Metrological Characteristics of Visual Rapid Tests

Visual rapid tests are widely used in various industries and sectors of the economy, enabling simple and inexpensive qualitative or semi-quantitative analysis. The general principle of rapid tests is based on the use of color reactions of chromogenic reagents impregnated onto various sorbents. The conditions and format of the analysis ensure a visually observable analytical signal proportional to the amount of the substance being determined. To estimate the analyte concentration in the sample, a color comparison scale is used-a computer simulation of a set of reference samples. The challenges in establishing objective metrological characteristics for visual test methods are associated with the significant contribution of the subjective factor-human eye color perception.

In terms of error, visual analysis methods are generally classified as semi-quantitative, though some publications report lower estimates of relative error for test methods. The metrological characteristics of a visual determination method are directly related to the color scale used. The analyte content in a control sample is assessed by applying the following rule: if the color of the control sample is intermediate between two reference points on the scale, the concentration is assigned the midpoint of the range. That is, if the unknown concentration of a component in the sample c falls between the n and n+1 members of the series, then c = (c_n + c_n+1) / 2. In this case, the relative determination error, termed the maximum error, is estimated as: s_r = Δc / c = (c_n+1 – c_n) / (c_n+1 + c_n).

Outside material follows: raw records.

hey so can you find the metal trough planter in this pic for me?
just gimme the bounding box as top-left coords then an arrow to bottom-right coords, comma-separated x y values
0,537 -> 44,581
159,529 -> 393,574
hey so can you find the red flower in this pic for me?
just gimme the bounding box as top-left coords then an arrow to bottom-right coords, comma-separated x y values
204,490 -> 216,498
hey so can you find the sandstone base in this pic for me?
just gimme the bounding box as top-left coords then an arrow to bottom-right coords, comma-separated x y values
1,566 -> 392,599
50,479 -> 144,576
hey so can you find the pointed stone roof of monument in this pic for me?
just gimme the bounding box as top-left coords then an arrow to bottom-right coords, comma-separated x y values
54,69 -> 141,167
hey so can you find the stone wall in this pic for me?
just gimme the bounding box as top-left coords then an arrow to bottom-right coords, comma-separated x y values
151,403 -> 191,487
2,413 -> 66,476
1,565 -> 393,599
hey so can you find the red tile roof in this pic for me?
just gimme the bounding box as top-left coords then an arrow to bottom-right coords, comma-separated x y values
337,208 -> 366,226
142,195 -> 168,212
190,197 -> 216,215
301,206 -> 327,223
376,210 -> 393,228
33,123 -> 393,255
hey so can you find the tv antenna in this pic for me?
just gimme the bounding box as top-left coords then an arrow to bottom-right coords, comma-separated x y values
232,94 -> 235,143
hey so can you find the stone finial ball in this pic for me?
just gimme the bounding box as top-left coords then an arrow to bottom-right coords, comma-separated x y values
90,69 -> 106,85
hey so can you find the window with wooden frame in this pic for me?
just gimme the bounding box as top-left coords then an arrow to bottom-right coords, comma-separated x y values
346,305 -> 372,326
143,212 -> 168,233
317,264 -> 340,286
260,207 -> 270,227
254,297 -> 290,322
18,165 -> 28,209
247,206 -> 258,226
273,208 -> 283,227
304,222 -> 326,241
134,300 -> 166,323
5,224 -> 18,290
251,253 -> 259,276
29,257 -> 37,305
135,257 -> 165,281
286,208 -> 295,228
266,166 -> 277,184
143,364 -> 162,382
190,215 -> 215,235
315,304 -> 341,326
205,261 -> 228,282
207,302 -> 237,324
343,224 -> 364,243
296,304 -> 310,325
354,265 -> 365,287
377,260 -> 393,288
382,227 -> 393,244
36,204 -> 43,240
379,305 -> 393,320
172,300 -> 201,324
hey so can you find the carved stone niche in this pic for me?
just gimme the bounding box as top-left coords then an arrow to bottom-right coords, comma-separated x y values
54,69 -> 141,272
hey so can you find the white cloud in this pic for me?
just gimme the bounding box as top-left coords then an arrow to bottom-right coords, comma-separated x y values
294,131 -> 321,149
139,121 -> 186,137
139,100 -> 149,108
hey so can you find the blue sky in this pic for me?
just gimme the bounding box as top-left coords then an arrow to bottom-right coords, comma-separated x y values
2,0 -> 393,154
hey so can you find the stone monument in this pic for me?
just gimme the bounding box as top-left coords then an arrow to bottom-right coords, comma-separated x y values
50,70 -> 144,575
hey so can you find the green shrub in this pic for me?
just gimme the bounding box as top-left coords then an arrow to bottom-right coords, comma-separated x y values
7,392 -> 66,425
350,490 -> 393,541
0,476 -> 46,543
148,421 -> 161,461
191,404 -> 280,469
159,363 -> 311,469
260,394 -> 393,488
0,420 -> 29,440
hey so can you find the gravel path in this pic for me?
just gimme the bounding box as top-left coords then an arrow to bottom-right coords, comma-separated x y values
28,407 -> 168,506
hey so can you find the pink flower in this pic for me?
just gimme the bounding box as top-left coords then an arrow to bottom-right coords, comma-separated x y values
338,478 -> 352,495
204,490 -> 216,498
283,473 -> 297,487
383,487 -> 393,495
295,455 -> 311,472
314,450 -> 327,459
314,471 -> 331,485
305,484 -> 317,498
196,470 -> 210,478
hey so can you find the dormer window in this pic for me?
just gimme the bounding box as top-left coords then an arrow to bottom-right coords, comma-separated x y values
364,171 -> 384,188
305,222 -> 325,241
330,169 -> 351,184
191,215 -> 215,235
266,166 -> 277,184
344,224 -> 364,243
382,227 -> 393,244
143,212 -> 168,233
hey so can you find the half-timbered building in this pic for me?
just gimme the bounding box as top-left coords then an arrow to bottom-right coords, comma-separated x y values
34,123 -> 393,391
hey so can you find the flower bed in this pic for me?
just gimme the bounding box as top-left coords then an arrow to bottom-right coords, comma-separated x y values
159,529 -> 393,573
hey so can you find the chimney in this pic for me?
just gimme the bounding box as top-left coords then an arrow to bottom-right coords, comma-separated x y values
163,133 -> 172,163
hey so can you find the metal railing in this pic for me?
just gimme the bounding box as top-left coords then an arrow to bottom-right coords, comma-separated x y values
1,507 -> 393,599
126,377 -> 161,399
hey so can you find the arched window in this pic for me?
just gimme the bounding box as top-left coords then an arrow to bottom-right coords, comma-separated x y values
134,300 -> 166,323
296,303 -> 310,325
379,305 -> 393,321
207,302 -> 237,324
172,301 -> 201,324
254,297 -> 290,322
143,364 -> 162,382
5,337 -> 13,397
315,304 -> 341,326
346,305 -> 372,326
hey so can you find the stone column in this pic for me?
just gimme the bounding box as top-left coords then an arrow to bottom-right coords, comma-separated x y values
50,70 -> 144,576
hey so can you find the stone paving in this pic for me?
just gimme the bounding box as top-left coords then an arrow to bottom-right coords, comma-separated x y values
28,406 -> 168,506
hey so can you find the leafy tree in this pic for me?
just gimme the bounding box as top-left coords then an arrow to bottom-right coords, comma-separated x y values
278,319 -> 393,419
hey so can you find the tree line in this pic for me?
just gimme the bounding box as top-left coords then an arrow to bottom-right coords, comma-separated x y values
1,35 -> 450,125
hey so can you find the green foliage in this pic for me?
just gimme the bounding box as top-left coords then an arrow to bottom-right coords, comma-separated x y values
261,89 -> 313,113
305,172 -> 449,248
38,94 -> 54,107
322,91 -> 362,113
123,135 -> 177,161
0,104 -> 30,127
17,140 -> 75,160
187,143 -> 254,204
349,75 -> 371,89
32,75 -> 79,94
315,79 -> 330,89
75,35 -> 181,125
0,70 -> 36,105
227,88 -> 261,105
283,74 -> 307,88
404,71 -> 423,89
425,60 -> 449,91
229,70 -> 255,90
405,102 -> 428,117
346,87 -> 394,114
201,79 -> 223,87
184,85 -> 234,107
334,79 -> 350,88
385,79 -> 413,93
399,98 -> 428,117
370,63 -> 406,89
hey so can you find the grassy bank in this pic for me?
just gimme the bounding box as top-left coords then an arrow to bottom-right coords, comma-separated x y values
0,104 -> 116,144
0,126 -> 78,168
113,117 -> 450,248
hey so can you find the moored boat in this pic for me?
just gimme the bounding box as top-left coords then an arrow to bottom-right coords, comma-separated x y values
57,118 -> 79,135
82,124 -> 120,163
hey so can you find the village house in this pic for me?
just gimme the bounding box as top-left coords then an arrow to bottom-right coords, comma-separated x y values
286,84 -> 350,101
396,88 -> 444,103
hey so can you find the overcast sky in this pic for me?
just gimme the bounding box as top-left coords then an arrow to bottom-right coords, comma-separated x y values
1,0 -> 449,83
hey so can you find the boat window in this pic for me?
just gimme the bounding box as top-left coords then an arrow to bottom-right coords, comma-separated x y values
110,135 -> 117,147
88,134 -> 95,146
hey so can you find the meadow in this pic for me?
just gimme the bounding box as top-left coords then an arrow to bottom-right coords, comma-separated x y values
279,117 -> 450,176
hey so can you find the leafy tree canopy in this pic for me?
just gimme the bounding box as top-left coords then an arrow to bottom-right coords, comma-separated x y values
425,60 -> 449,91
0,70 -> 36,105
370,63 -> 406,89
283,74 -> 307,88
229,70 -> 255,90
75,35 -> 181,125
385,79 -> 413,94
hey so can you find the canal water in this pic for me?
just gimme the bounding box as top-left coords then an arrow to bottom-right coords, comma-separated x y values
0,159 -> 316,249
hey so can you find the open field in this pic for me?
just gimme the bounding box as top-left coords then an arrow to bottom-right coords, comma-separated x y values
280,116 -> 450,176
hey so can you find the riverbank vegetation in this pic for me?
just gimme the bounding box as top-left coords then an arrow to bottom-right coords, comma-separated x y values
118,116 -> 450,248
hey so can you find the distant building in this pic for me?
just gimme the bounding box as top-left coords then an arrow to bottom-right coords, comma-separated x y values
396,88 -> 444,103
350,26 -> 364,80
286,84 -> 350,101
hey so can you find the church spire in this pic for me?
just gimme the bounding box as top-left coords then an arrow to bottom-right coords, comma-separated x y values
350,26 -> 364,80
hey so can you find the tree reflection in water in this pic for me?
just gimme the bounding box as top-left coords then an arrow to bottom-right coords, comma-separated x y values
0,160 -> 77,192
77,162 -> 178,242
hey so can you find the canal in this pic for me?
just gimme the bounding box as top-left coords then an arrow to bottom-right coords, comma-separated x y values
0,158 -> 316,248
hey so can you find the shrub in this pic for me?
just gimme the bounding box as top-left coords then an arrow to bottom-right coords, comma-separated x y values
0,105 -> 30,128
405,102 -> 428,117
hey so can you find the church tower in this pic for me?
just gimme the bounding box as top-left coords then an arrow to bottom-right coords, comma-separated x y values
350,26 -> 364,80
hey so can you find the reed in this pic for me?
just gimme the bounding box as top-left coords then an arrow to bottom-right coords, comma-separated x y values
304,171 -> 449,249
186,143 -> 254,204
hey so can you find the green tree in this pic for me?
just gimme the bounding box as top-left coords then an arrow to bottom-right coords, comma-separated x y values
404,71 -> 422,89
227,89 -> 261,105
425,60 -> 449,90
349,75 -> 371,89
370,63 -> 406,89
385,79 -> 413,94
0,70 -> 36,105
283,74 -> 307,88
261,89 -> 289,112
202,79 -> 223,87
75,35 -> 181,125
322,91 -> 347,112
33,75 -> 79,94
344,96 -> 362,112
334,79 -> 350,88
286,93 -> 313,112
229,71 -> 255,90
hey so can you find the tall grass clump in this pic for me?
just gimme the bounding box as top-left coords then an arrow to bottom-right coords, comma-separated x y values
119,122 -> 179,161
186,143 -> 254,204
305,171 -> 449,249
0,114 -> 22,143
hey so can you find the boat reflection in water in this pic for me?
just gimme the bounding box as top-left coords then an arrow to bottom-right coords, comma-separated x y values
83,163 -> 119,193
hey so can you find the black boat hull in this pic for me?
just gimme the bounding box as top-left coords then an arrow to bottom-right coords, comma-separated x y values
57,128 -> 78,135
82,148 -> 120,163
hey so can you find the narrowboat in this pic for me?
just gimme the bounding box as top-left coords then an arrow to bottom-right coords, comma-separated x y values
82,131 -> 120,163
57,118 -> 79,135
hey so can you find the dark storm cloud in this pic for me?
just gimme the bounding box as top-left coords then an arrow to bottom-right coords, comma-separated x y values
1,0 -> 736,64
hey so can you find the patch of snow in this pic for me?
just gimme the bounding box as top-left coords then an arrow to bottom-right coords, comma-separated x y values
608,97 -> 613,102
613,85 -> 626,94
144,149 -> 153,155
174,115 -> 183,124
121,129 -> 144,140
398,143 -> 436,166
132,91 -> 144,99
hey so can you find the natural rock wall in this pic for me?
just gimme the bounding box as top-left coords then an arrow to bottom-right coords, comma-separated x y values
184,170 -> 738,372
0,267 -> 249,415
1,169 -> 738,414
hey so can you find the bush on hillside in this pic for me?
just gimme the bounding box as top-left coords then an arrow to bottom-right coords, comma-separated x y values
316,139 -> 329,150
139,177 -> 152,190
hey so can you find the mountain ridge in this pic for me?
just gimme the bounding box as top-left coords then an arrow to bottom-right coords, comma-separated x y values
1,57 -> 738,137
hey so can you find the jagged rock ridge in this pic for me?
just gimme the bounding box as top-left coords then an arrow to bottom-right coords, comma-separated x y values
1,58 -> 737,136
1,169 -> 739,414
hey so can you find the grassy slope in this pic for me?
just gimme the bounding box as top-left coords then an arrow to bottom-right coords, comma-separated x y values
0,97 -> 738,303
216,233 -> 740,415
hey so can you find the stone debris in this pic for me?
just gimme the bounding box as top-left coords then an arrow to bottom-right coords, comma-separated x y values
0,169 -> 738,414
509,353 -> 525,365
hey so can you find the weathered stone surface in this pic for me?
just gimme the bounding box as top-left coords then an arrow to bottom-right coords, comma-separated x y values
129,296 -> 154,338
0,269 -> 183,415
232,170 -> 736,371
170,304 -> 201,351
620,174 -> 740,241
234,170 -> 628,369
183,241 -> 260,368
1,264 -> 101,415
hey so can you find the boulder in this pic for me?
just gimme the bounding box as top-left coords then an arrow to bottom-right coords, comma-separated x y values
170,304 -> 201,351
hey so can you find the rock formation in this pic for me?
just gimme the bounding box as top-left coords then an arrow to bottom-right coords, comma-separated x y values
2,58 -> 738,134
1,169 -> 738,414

If the color of the control sample matches a reference point on the scale, the formulas commonly used in instrumental analysis for calculating variance, standard deviation, and confidence intervals cannot be applied. In this case, methods of interval statistics should be used, where sample elements are not numbers but intervals. As the sample size increases (number of parallel determinations), the length of the intervals on the color scale does not change, meaning the parameter N only affects the precision of the mean estimate. The range of determination results will be limited either by the reference points on the scale or by the mean values of adjacent intervals on the scale.

Thus, despite the presence of subjective factors, the error in visual assessments does not exceed that of instrumental determination using a mini-photometer. The colorimetric analysis method allows for the creation of a uniform-contrast colorimetric scale that is easily distinguishable by the human eye.